Eww @ all that post-processing. That's what makes many modern TVs look so bad.

CruNcher

12th February 2012, 12:09

Ehh depends on the TV some use very good research up to the point of Super Resolution in Hardware ;)
though it's not easy to find out what for a technology (algorithm) works in the background and most marketing is like crazy encryption ;)
Samsung for example likes to work together with MSU(Yuvsoft) http://compression.ru/video/resampling/index_en.html on their TV PP research though it's not easy to find out in which actual product these things are being used in the end ;)

PS:
Can't wait to see MSUs GPU Encoder compare will be interesting to see if Intel can keep on with the good result of SB with Ivy (better performance is clear, but will it be still @ the top of Quality ;) ) and if Nvidia improved their Encoder and what AMD now reaches with the Motion Estimation improvements for the Encoding part :)

egur

12th February 2012, 12:11

Eww @ all that post-processing. That's what makes many modern TVs look so bad.

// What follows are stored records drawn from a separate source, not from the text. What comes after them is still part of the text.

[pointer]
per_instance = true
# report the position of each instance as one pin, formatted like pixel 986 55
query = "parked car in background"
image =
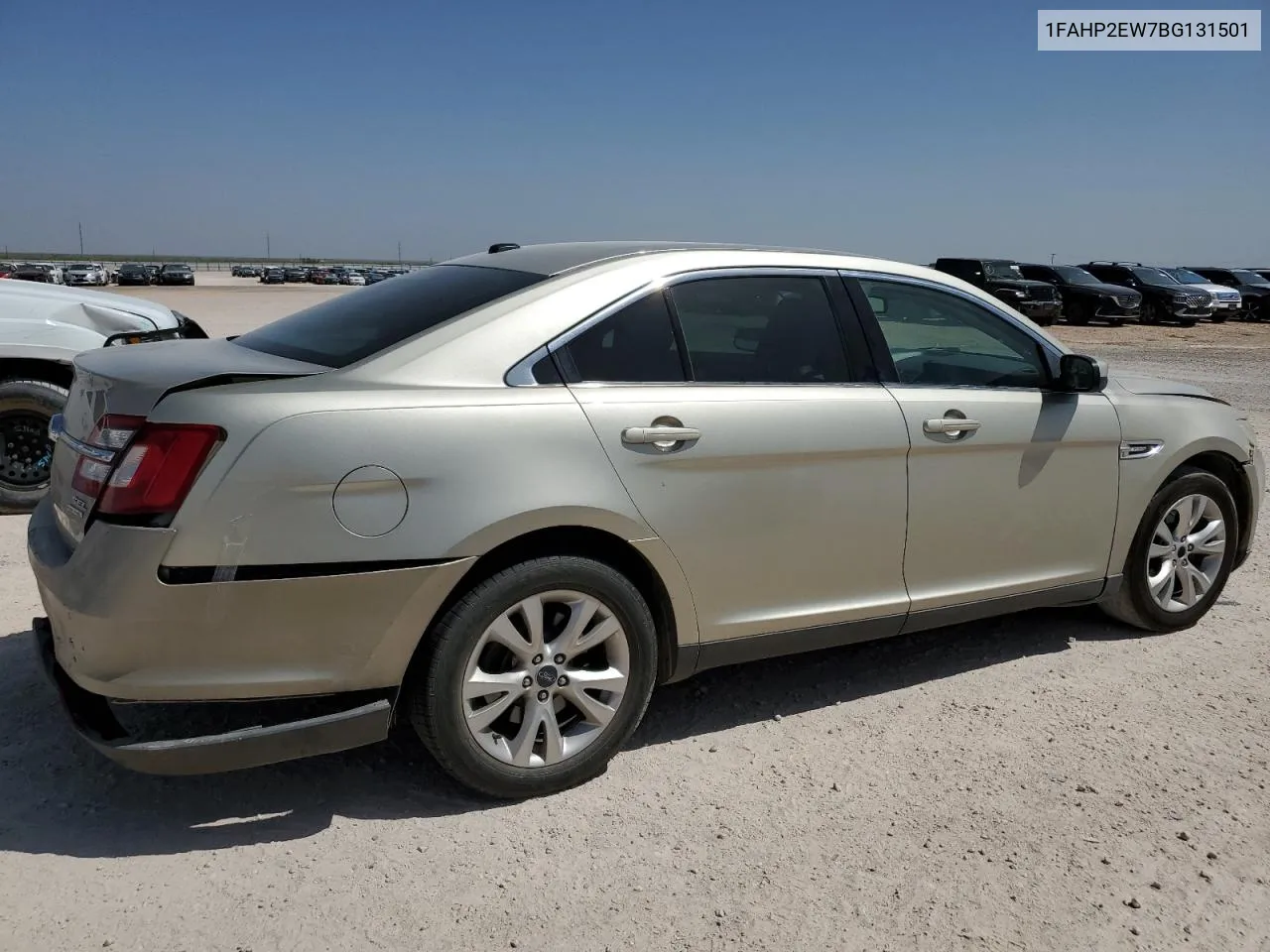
pixel 1084 298
pixel 1039 301
pixel 36 272
pixel 132 273
pixel 176 275
pixel 1164 298
pixel 86 273
pixel 1254 289
pixel 42 327
pixel 520 626
pixel 1229 302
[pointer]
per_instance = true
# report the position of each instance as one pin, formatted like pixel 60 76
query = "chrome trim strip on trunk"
pixel 58 434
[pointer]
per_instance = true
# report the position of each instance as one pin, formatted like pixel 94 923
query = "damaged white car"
pixel 42 327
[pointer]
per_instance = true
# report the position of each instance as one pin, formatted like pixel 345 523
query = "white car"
pixel 42 327
pixel 1228 299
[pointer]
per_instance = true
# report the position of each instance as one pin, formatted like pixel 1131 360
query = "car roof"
pixel 557 258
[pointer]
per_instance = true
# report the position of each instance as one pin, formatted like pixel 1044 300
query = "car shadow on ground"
pixel 62 797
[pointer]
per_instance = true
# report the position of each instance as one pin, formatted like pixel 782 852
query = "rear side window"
pixel 368 320
pixel 634 345
pixel 760 330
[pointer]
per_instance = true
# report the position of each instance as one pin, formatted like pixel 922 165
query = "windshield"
pixel 1155 276
pixel 1002 270
pixel 1075 276
pixel 1250 278
pixel 348 329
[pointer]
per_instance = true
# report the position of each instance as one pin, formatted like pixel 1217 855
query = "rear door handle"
pixel 659 435
pixel 951 425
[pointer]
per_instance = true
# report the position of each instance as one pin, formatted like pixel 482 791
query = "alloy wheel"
pixel 547 678
pixel 1187 551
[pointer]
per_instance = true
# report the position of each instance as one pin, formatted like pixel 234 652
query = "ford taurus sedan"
pixel 503 498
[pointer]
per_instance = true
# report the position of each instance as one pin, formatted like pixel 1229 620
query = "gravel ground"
pixel 1044 780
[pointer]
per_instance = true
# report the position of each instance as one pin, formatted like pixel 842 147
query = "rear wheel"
pixel 26 452
pixel 536 676
pixel 1182 555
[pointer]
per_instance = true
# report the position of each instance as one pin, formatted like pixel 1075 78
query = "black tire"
pixel 1132 603
pixel 26 409
pixel 435 705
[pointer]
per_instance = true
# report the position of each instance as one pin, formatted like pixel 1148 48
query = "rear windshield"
pixel 356 325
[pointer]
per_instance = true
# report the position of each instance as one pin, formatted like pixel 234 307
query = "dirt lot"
pixel 1046 780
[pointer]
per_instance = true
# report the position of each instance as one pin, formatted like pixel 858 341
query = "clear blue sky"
pixel 905 130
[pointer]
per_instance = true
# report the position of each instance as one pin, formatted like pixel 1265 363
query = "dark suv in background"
pixel 1164 298
pixel 1084 298
pixel 1252 286
pixel 176 275
pixel 132 275
pixel 1000 277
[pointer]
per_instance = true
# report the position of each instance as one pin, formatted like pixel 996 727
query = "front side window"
pixel 939 339
pixel 760 329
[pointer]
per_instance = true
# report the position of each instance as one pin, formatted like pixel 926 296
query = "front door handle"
pixel 951 425
pixel 661 436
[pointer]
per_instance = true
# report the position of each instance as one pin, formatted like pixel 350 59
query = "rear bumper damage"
pixel 95 721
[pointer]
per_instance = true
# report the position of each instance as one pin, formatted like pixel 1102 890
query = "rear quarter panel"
pixel 479 468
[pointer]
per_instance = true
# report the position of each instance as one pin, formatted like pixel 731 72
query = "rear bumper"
pixel 122 633
pixel 213 753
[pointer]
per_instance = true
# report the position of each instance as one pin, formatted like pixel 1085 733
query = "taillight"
pixel 154 466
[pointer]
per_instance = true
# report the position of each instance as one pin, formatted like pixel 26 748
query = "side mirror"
pixel 1079 373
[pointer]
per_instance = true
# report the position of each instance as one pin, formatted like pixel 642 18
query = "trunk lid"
pixel 130 382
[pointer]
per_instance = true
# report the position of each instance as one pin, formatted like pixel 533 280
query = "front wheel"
pixel 536 676
pixel 27 407
pixel 1182 555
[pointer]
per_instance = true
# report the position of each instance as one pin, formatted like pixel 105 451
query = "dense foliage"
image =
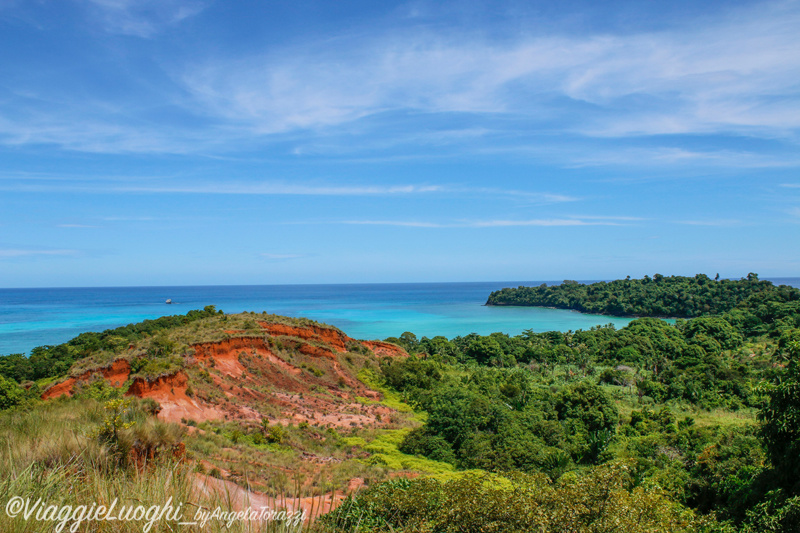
pixel 603 499
pixel 691 426
pixel 674 403
pixel 659 296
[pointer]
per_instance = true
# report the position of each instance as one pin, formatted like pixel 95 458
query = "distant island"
pixel 659 296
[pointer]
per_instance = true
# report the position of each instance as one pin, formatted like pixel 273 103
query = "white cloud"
pixel 722 223
pixel 282 257
pixel 269 188
pixel 142 18
pixel 499 223
pixel 738 75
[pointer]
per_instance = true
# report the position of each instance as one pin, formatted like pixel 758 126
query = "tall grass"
pixel 51 453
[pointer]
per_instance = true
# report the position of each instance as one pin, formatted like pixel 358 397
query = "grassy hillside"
pixel 653 427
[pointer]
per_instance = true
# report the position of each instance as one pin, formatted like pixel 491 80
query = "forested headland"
pixel 659 296
pixel 684 427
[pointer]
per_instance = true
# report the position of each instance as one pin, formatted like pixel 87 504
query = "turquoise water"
pixel 35 317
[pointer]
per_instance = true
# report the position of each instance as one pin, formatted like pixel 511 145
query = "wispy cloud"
pixel 722 223
pixel 282 257
pixel 736 75
pixel 225 186
pixel 142 18
pixel 378 88
pixel 269 188
pixel 498 223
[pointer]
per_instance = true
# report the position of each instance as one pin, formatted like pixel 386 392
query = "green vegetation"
pixel 696 423
pixel 659 296
pixel 691 427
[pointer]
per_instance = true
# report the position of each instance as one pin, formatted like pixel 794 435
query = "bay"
pixel 36 317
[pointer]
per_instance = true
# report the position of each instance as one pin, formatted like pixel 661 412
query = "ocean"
pixel 36 317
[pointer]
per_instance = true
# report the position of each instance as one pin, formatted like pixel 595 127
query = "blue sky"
pixel 160 142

Mine looks great and much better then my previous (6 years old) that was one of the best at the time. You need to tune it and definitely not max out the enhancements. For PC display, you should turn practically all enhancements off.

CruNcher

12th February 2012, 19:31

@Egur
What is the difference between ILK = ??? and SNB = SandyBridge ? binaries like libmfxhw[bit]-i1/s1.dll ?

egur

12th February 2012, 23:47

@Egur
What is the difference between ILK = ??? and SNB = SandyBridge ? binaries like libmfxhw[bit]-i1/s1.dll ?

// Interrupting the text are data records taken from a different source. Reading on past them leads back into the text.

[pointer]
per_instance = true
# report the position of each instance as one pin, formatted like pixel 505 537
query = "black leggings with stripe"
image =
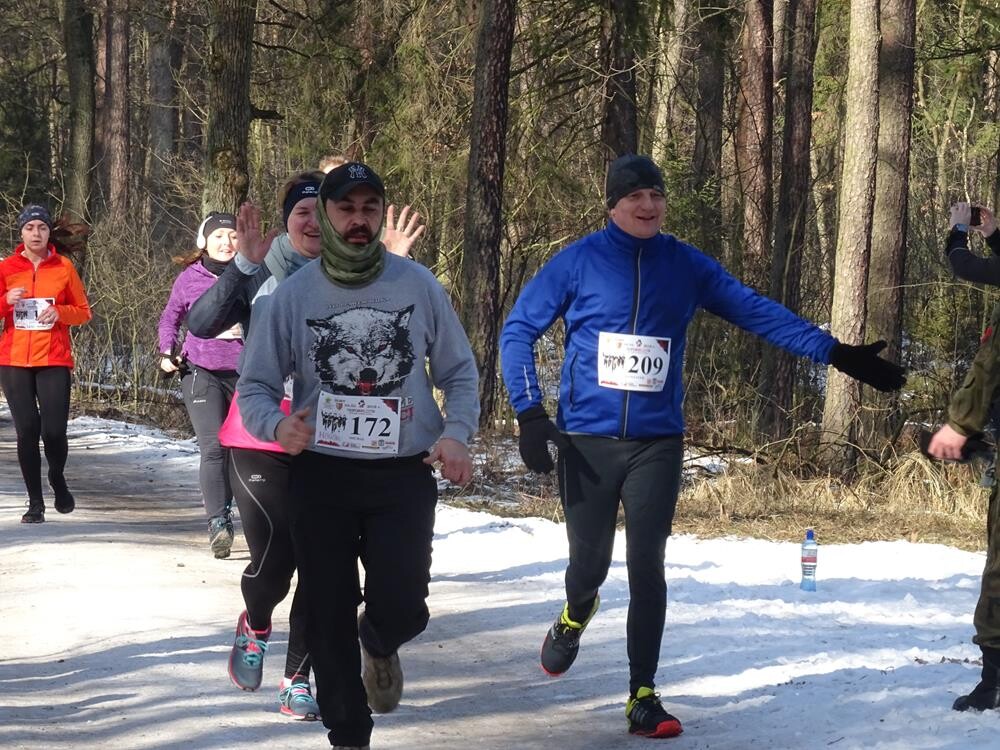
pixel 38 398
pixel 260 486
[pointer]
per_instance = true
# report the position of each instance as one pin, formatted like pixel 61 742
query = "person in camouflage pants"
pixel 968 413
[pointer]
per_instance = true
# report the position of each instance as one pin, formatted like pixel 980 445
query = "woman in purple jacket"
pixel 208 367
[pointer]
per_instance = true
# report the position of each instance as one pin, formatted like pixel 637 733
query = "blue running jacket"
pixel 611 282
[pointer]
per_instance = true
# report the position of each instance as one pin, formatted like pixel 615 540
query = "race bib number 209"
pixel 632 363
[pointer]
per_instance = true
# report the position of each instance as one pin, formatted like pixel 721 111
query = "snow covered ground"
pixel 117 624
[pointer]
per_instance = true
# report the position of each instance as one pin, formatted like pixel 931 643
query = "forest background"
pixel 813 146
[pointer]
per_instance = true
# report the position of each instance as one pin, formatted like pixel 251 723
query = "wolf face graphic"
pixel 363 351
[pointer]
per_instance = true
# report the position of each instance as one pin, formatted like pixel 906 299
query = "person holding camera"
pixel 965 264
pixel 209 378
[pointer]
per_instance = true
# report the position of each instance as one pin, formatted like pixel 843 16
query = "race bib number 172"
pixel 363 424
pixel 632 363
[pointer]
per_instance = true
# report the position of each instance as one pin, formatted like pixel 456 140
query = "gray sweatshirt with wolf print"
pixel 364 360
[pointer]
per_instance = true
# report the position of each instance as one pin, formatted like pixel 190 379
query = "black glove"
pixel 536 432
pixel 180 362
pixel 863 363
pixel 975 447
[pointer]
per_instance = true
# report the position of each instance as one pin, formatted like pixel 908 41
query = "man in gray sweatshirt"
pixel 366 336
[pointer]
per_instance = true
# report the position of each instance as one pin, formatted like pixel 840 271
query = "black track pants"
pixel 38 398
pixel 207 394
pixel 260 486
pixel 380 512
pixel 595 474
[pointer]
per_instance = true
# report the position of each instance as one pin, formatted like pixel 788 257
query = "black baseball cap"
pixel 630 173
pixel 345 178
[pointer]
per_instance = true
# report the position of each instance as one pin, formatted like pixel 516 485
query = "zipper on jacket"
pixel 636 292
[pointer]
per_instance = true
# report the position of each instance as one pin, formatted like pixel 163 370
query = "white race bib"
pixel 236 332
pixel 632 363
pixel 26 312
pixel 364 424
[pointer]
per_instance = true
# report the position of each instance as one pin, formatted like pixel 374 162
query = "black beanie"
pixel 33 212
pixel 630 173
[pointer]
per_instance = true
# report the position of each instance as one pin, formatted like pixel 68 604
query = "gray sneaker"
pixel 383 680
pixel 221 535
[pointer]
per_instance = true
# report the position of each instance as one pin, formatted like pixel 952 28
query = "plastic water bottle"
pixel 809 562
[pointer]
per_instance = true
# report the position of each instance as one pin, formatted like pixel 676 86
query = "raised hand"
pixel 252 244
pixel 400 234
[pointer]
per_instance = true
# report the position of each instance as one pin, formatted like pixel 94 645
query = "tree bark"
pixel 78 38
pixel 119 147
pixel 708 37
pixel 162 61
pixel 857 199
pixel 674 56
pixel 480 302
pixel 891 213
pixel 778 380
pixel 754 140
pixel 227 178
pixel 620 125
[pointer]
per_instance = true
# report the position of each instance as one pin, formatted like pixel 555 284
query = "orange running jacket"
pixel 55 277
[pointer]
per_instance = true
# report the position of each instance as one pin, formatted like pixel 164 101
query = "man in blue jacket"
pixel 626 295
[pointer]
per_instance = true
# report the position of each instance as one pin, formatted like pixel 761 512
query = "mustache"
pixel 361 232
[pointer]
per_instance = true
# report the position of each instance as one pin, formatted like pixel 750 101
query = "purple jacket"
pixel 211 354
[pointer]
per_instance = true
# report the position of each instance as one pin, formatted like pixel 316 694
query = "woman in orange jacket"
pixel 41 295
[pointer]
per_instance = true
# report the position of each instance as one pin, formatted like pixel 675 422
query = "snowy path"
pixel 117 625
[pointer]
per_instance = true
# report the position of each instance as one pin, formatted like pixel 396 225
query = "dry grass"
pixel 911 498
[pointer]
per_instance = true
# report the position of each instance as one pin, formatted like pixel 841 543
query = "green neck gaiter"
pixel 343 262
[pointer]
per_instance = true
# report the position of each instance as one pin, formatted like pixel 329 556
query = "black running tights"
pixel 260 486
pixel 38 398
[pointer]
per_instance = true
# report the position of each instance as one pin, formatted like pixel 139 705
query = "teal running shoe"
pixel 297 702
pixel 246 660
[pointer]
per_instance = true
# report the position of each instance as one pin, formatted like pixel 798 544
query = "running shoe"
pixel 221 535
pixel 34 515
pixel 647 717
pixel 246 660
pixel 296 701
pixel 562 642
pixel 382 677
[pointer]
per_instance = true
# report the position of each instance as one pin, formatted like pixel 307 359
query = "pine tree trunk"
pixel 119 147
pixel 890 223
pixel 754 140
pixel 480 305
pixel 162 61
pixel 674 56
pixel 620 128
pixel 778 381
pixel 708 39
pixel 78 36
pixel 229 110
pixel 857 198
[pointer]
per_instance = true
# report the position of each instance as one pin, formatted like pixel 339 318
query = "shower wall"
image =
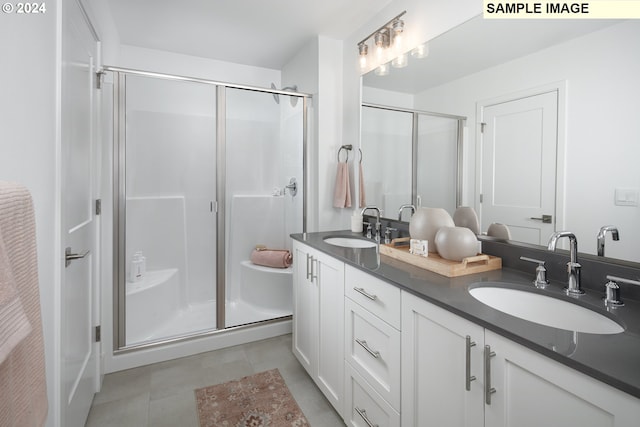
pixel 263 151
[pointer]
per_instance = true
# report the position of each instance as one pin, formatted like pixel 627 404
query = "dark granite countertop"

ILK is IronLake - the code name for Westmere's chipset (or integrated north bridge, don't remember),
The difference between the various Media SDK DLLs is the API they support. The newer the API, more features are supported.
I use MSDK API 1.1 which correlates to SNB. I don't have a Westmere (32nm i3/5/7 Core Processor) so I'm not sure what API it supports - probably API 1.0.
IvyBridge's driver has a similar DLL (libmfxhw32-i2.dll). It supports API version 1.3 (same as the latest MSDK 2012 version). The latter DLL does not work with SNB.